Re: libpq compression

From: Justin Pryzby <pryzby(at)telsasoft(dot)com>
To: Konstantin Knizhnik <k(dot)knizhnik(at)postgrespro(dot)ru>
Cc: Denis Smirnov <sd(at)arenadata(dot)io>, Konstantin Knizhnik <knizhnik(at)garret(dot)ru>, Daniil Zakhlystov <usernamedt(at)yandex-team(dot)ru>, Andrey Borodin <x4mmm(at)yandex-team(dot)ru>, Dilip Kumar <dilipbalaut(at)gmail(dot)com>, PostgreSQL Hackers <pgsql-hackers(at)lists(dot)postgresql(dot)org>
Subject: Re: libpq compression
Date: 2021-01-09 20:31:19
Message-ID: 20210109203119.GL1849@telsasoft.com
Views: Raw Message | Whole Thread | Download mbox | Resend email
Thread:
Lists: pgsql-hackers

On Thu, Dec 17, 2020 at 05:54:28PM +0300, Konstantin Knizhnik wrote:
> I am maintaining this code in
> git(at)github(dot)com:postgrespro/libpq_compression.git repository.
> I will be pleased if anybody, who wants to suggest any bug
> fixes/improvements of libpq compression, create pull requests: it will be
> much easier for me to merge them.

Thanks for working on this.
I have a patch for zstd compression in pg_dump so I looked at your patch.
I'm attaching some language fixes.

> +zstd_create(int level, zpq_tx_func tx_func, zpq_rx_func rx_func, void *arg, char* rx_data, size_t rx_data_size)
> +zlib_create(int level, zpq_tx_func tx_func, zpq_rx_func rx_func, void *arg, char* rx_data, size_t rx_data_size)
> +build_compressors_list(PGconn *conn, char** client_compressors, bool build_descriptors)
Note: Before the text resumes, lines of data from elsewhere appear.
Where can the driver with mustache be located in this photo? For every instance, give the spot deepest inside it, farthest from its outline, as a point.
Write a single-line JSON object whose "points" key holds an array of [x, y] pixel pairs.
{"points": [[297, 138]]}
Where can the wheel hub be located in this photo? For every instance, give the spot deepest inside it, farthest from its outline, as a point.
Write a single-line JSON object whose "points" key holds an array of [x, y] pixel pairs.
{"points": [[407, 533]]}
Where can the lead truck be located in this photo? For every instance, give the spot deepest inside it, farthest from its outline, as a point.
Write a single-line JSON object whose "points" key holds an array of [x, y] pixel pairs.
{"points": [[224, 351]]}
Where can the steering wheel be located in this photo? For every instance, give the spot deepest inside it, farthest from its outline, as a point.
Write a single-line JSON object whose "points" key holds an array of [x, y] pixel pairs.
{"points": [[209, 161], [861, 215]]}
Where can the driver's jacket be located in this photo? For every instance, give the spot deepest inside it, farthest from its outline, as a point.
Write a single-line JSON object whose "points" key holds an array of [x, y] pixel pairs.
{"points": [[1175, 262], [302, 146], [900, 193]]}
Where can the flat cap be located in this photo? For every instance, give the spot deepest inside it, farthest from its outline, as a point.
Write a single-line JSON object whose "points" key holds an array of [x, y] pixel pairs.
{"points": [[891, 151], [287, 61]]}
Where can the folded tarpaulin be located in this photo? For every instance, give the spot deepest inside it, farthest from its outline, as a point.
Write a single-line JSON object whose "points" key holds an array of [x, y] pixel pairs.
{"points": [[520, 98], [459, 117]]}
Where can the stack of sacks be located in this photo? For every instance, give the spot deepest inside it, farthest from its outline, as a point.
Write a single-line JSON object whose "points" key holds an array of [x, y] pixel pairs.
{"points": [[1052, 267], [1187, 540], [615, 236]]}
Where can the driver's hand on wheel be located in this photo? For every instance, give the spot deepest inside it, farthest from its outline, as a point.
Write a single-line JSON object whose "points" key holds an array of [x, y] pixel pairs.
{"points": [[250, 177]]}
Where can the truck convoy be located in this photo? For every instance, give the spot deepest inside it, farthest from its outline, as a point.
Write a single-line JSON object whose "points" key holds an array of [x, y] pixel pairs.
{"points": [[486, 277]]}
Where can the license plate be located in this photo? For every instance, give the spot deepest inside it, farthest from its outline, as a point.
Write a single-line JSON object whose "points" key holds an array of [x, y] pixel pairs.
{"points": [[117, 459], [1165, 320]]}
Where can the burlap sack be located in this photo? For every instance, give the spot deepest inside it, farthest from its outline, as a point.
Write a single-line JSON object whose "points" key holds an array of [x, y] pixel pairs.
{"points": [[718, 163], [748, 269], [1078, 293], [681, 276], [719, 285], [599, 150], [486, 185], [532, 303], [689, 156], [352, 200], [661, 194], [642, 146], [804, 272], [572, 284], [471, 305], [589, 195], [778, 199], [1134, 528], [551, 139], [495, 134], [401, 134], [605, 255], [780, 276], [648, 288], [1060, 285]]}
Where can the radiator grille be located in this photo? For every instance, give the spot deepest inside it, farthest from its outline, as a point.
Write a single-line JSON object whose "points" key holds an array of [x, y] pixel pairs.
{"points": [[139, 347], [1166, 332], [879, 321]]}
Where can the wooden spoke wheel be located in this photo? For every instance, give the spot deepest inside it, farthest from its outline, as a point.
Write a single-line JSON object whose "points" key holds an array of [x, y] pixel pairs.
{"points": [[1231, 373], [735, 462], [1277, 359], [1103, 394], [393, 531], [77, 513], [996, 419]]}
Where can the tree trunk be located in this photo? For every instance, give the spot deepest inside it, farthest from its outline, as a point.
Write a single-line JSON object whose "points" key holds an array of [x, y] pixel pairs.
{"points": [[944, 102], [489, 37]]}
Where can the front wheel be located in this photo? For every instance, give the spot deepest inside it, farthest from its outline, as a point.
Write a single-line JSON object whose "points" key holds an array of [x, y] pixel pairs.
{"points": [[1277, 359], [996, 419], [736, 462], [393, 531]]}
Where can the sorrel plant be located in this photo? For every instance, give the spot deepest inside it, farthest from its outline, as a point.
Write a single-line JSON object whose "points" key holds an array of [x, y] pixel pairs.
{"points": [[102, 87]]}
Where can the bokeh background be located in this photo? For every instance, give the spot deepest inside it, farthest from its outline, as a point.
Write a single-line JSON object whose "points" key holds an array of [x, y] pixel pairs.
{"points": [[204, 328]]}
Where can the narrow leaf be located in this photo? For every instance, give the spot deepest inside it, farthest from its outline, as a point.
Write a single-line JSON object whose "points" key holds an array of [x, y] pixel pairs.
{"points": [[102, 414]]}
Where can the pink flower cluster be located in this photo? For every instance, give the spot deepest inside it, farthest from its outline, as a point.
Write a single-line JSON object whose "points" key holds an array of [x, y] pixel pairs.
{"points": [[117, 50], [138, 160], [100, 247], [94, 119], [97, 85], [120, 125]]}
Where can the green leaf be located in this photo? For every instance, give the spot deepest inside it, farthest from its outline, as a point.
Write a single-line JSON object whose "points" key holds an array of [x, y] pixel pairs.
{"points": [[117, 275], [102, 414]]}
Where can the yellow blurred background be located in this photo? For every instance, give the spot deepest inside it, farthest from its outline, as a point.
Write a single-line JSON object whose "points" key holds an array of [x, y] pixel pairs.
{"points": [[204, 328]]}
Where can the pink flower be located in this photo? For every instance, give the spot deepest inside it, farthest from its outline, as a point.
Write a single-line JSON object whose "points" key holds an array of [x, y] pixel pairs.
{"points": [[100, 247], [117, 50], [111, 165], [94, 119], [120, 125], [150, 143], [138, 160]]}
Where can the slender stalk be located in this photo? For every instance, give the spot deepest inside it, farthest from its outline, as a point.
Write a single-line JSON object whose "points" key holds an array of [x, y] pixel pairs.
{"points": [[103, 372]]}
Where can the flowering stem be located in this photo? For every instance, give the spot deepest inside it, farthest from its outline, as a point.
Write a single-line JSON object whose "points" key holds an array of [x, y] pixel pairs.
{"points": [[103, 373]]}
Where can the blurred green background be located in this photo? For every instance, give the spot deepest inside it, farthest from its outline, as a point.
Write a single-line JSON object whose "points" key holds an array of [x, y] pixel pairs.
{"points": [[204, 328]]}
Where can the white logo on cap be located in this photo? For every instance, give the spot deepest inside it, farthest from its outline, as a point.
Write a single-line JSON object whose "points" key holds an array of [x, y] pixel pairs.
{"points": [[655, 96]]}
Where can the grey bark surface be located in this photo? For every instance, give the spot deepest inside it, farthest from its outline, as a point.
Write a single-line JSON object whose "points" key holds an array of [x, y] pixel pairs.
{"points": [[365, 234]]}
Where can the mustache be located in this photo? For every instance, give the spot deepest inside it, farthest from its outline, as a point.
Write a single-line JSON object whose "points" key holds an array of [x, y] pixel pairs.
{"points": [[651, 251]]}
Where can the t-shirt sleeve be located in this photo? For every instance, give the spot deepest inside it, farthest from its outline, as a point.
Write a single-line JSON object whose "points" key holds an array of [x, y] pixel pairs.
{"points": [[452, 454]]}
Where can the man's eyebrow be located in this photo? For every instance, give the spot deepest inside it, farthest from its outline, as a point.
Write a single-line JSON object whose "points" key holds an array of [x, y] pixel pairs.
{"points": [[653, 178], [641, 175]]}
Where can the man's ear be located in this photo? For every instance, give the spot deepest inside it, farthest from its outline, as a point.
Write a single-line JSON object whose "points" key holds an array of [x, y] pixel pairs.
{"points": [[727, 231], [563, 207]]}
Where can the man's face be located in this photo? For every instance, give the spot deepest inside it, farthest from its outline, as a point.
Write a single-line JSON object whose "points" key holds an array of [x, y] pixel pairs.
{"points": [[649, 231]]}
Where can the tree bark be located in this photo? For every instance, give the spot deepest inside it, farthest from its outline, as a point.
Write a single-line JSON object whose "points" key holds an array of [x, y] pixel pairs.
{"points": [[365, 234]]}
Are you able to run pg_indent to fix all the places where "*" is before the
space ? (And similar style issues).

There are several compression patches in the commitfest, I'm not sure how much
they need to be coordinated, but for sure we should coordinate the list of
compressions available at compile time.

Maybe there should be a central structure for this, or maybe just the ID
numbers of compressors should be a common enum/define. In my patch, I have:

+struct compressLibs {
+ const CompressionAlgorithm alg;
+ const char *name; /* Name in -Z alg= */
+ const char *suffix; /* file extension */
+ const int defaultlevel; /* Default compression level */
+};

Maybe we'd also want to store the "magic number" of each compression library.
Maybe there'd also be a common parsing of compression options.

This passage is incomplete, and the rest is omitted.